BRACK: Lawrenceville’s “Country Club,” Hometown Barbeque, has closed

By Elliott Brack
Editor and Publisher, GwinnettForum

NOV. 24, 2020  |  For about 50 years, residents of Lawrenceville have traveled south a few miles on U.S. Highway 29 to eat at what was sometimes called “the Lawrenceville Country Club.”  Of course, there was no bona fide country club, with golf and tennis, in the area.

This facility was a small restaurant in what was once a Sinclair service station. Among its operators were Hoke Houston, and later on the Crowe family. Stanley Gunter bought it from the Crowes. When the highway was four-laned, Gunter moved it slightly north and opened what has been Hometown Barbeque. 

Kelly

In 2004, Gunter sold Hometown Barbeque to Martha Kelly, 72, and George Richbourg, 70, good friends and partners, who both feel now is the time to retire. Hometown Barbeque’s last day of operation was Saturday (November 21). 
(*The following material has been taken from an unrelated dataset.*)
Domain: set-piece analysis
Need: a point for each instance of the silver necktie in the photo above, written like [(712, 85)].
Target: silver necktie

What eventually became the Kelly-Rickbourg operation started in 1999 out of a concession trailer in the parking lot of The Prescription Shop in Lawrenceville. Richbourg, Martha’s late husband and another person served barbecue and other sandwiches on Fridays and Saturdays.  Martha recalls: “They did that for five years, enjoyed it, and found it was fun and a good way to meet people.”  

Richbourg

During that time, George’s daytime job was as a finance executive for Kubota Tractor while Martha was teaching fourth and fifth grade at Benefield Elementary School. Martha had met George through his involvement with the school and its PTA after George moved to the area in the early 80s. Meanwhile, Martha’s husband, a chef, and the other partner got out of the business. Eventually Martha and George both left their regular jobs, became partners full time on Labor Day weekend in 2004, and bought the former Gunter’s operation. They have been serving  at the location ever since.  They began  perfecting their barbecue and offerings, working nights and weekends to get their restaurant off the ground.

And now both are retiring.  Martha told us: “I’m just going to take it easy, and not feel tied down. I’ll clean out my house, do some traveling perhaps, and enjoy life.” Richbourg, too, is ready to settle into full time retirement. Martha is a native of North Carolina, and a graduate of the University of Florida.

Our best to these two hard workers in their retirement.

* * * * *

Hometown Barbeque for years was the regular meeting site for a group of Lawrenceville “good old boys,” who gathered there for lunch each Thursday and Saturday at noon to enjoy one another’s company. Martha called them the Lunch Bunch, and it included many politicians, attorneys, bankers, a few elected officials—all men—- just to chew the fat. Wayne Mason points out that at the end most of the group sat at a Republican table, and three or four Democrats usually sat at another table. 

Bill Atkinson, a regular at the Thursday and Saturday lunches, recalls that there was another person who had first bought the eatery Houston operated. Bill says: “That was Charles Moore, but after two weeks, he sold to the Crowes, saying that running a restaurant was too much work.”